Tribune pour une architecture du
bon-sens.
« La multiplication des avis techniques, la présence des bureaux de contrôle de moins en moins inventifs sont issues d’une logique de risques et de garanties. La valeur du bien, la valeur matérielle, compte alors plus que la valeur d’usage » confiait Marc Barani à d’architectures en mai 2022. Triste est de constater, plus d’un an après, la chute libre la valeur d’usage et que la course à l’innovation n’est toujours ni ralentie, ni freinée… Bien au contraire…

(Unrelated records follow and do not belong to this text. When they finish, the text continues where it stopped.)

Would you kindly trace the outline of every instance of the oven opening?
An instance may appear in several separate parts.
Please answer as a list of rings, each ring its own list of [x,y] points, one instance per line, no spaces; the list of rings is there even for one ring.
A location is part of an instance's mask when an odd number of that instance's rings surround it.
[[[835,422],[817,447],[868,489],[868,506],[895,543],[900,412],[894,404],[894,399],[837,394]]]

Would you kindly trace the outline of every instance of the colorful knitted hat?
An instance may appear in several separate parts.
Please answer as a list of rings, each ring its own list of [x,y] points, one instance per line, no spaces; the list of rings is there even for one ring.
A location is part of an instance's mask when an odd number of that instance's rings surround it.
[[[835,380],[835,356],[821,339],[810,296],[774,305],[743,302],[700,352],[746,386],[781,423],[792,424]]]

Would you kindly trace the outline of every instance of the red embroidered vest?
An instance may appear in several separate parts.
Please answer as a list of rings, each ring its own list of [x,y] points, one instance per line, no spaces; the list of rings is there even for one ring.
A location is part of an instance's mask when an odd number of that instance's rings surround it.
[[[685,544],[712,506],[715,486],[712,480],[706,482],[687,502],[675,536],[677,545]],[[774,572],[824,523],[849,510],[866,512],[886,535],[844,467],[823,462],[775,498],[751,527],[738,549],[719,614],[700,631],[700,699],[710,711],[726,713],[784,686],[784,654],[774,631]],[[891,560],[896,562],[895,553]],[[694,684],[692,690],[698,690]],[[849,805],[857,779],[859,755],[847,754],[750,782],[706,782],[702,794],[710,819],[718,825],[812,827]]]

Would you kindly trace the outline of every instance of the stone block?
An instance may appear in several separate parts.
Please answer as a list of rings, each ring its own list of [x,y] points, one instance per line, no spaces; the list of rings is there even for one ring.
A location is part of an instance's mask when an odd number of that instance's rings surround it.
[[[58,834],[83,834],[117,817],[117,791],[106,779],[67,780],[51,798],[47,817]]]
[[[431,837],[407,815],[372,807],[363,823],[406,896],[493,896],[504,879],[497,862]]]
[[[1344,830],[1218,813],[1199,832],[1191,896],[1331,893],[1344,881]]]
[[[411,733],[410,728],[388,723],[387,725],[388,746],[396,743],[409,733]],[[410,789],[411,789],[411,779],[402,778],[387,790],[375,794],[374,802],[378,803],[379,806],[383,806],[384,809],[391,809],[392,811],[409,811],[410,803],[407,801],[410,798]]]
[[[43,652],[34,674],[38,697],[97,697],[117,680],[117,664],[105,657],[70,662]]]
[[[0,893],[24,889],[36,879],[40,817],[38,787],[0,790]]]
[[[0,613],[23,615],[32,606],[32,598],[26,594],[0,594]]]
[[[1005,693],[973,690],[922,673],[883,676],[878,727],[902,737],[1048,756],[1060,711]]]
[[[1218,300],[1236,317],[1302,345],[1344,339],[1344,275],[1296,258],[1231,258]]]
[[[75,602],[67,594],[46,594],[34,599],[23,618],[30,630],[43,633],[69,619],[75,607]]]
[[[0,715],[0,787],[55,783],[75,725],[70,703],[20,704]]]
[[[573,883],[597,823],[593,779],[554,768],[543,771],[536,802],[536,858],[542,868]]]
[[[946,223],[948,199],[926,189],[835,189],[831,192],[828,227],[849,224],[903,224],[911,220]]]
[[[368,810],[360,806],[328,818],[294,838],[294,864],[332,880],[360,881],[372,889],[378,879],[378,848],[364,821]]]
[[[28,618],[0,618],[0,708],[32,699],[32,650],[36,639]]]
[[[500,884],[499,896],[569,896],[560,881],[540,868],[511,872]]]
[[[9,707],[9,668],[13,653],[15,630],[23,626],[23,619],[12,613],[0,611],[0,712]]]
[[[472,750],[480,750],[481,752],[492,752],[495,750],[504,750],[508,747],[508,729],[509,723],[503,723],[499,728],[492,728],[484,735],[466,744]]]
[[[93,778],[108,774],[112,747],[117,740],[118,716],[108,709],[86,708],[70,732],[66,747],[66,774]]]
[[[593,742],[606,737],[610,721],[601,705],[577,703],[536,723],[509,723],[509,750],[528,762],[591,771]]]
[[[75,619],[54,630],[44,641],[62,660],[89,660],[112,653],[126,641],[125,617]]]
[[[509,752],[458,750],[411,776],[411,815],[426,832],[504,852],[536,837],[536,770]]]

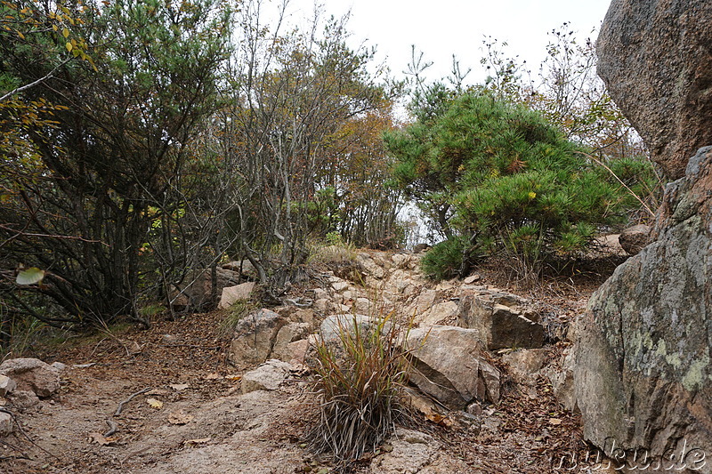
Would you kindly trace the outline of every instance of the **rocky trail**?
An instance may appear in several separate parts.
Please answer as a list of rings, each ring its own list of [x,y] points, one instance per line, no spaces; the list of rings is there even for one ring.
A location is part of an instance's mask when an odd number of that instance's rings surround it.
[[[53,366],[6,361],[0,374],[17,388],[0,384],[0,430],[12,431],[0,437],[0,471],[330,472],[303,440],[314,418],[309,339],[335,315],[381,311],[414,317],[410,335],[429,335],[411,380],[413,422],[355,471],[570,470],[587,447],[565,329],[595,284],[535,301],[493,287],[486,272],[433,285],[418,259],[360,253],[234,333],[216,310],[36,348]]]

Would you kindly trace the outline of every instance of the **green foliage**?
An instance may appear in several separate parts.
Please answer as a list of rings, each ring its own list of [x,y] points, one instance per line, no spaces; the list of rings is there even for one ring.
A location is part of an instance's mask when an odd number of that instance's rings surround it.
[[[469,245],[461,237],[436,244],[420,261],[423,273],[435,280],[467,274],[472,261]]]
[[[245,317],[249,312],[259,309],[259,305],[254,300],[238,300],[228,308],[225,317],[220,323],[219,333],[224,335],[231,335],[240,319]]]
[[[431,123],[388,133],[385,142],[399,184],[449,237],[424,261],[433,277],[460,273],[470,260],[464,255],[498,253],[538,272],[585,249],[630,204],[586,149],[540,114],[489,93],[463,93]],[[642,169],[627,169],[639,182]]]
[[[197,232],[174,221],[189,198],[187,144],[215,107],[229,12],[213,0],[12,8],[30,31],[0,31],[0,82],[35,85],[0,104],[12,133],[0,139],[0,261],[52,267],[42,285],[13,288],[13,310],[32,314],[22,299],[39,293],[66,314],[35,316],[57,325],[143,320],[141,292],[167,290],[157,266],[180,272]],[[42,113],[23,121],[15,103]],[[158,243],[172,248],[154,260]]]
[[[406,330],[407,332],[407,330]],[[317,453],[344,465],[376,447],[395,430],[409,365],[398,347],[401,326],[391,315],[361,327],[339,326],[338,342],[320,341],[312,364],[320,419],[308,437]]]

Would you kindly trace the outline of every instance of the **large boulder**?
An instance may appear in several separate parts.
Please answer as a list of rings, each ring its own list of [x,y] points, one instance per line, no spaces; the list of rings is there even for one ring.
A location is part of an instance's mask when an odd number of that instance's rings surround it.
[[[41,398],[52,397],[60,389],[60,371],[36,358],[5,360],[0,364],[0,375],[12,379],[17,390],[30,391]]]
[[[460,298],[458,324],[476,329],[489,350],[540,348],[544,326],[525,312],[526,302],[515,294],[474,286]]]
[[[672,179],[712,144],[712,2],[613,0],[598,74]]]
[[[240,390],[243,394],[256,390],[276,390],[293,368],[287,362],[270,359],[242,376]]]
[[[623,230],[618,241],[629,255],[635,255],[648,245],[652,229],[645,224],[637,224]]]
[[[584,435],[599,447],[712,453],[710,196],[707,147],[666,189],[657,240],[619,266],[576,321],[575,395]]]
[[[499,402],[499,371],[481,356],[475,329],[433,325],[412,329],[407,339],[413,372],[410,382],[452,409],[474,400]]]
[[[248,281],[234,286],[225,286],[222,288],[222,294],[220,297],[218,308],[224,309],[230,308],[240,300],[247,300],[255,289],[255,282]]]

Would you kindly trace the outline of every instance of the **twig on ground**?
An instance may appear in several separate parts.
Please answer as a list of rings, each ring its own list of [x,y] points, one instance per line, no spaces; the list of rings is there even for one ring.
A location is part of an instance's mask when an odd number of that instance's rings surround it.
[[[161,347],[190,347],[192,349],[209,349],[212,350],[217,350],[218,349],[222,349],[222,346],[196,346],[194,344],[158,344]]]
[[[27,438],[28,441],[29,441],[32,444],[32,446],[41,449],[42,451],[44,451],[47,454],[51,455],[54,459],[60,459],[58,456],[53,454],[52,453],[50,453],[49,451],[47,451],[46,449],[44,449],[44,447],[42,447],[41,446],[36,444],[35,441],[33,441],[31,438],[29,438],[29,436],[27,434],[27,432],[25,432],[25,430],[20,426],[20,422],[18,422],[17,416],[15,416],[15,414],[13,414],[12,412],[11,412],[10,410],[8,410],[7,408],[5,408],[4,406],[0,406],[0,412],[7,414],[12,418],[12,420],[15,422],[15,426],[17,426],[18,430],[22,434],[23,437],[25,437],[25,438]],[[22,453],[22,452],[20,451],[20,453]],[[22,453],[22,455],[27,455],[27,454]]]
[[[138,397],[139,395],[141,395],[141,394],[143,394],[143,393],[146,393],[147,391],[150,391],[150,390],[151,390],[151,388],[150,388],[150,387],[147,387],[147,388],[143,389],[142,390],[139,390],[139,391],[137,391],[136,393],[132,393],[132,394],[129,396],[129,398],[126,398],[125,400],[124,400],[123,402],[121,402],[121,403],[119,403],[119,404],[118,404],[118,408],[117,408],[117,411],[116,411],[116,413],[114,414],[114,416],[118,416],[118,415],[120,415],[120,414],[121,414],[121,412],[122,412],[122,410],[124,410],[124,406],[125,406],[125,404],[127,404],[128,402],[130,402],[131,400],[133,400],[134,397]]]
[[[109,438],[116,433],[118,428],[117,427],[117,423],[115,423],[112,420],[107,420],[106,424],[109,426],[109,430],[101,436],[104,438]]]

C’est effrénée que celle-ci corrompt les fondements même de notre chère architecture qui, devenue « déloyale, se détourne de sa mission principale et de ses paradigmes » pour nourrir ceux de la communication-marketing (Moukarzel, 2015, p. 228). Autrefois, les matières, les matériaux et leur nature même dessinaient les contours des projets architecturaux (Mies Van Der Rohe, 1924). De nos jours, ce sont les choix architecturaux alliés aux volontés politiques, économiques qui défient les matériaux, poussent leur évolution aux extrêmes obtenant des assemblages plus insensés les uns des autres défiant tout bon-sens ou principes gravitationnels : le bois porte désormais la brique, le plâtre ne sert plus que de finition et le bois est parfois recouvert par du plâtre, sur lequel on vient placer un revêtement… en bois. C’est quelque part avec raison que Jean-François Gabriel évoque « une surenchère de l’absurde, du « jamais vu » , de la nouveauté pour elle-même, confondus avec l’invention et l’originalité authentiques » (Gabriel, 2010, p. 115).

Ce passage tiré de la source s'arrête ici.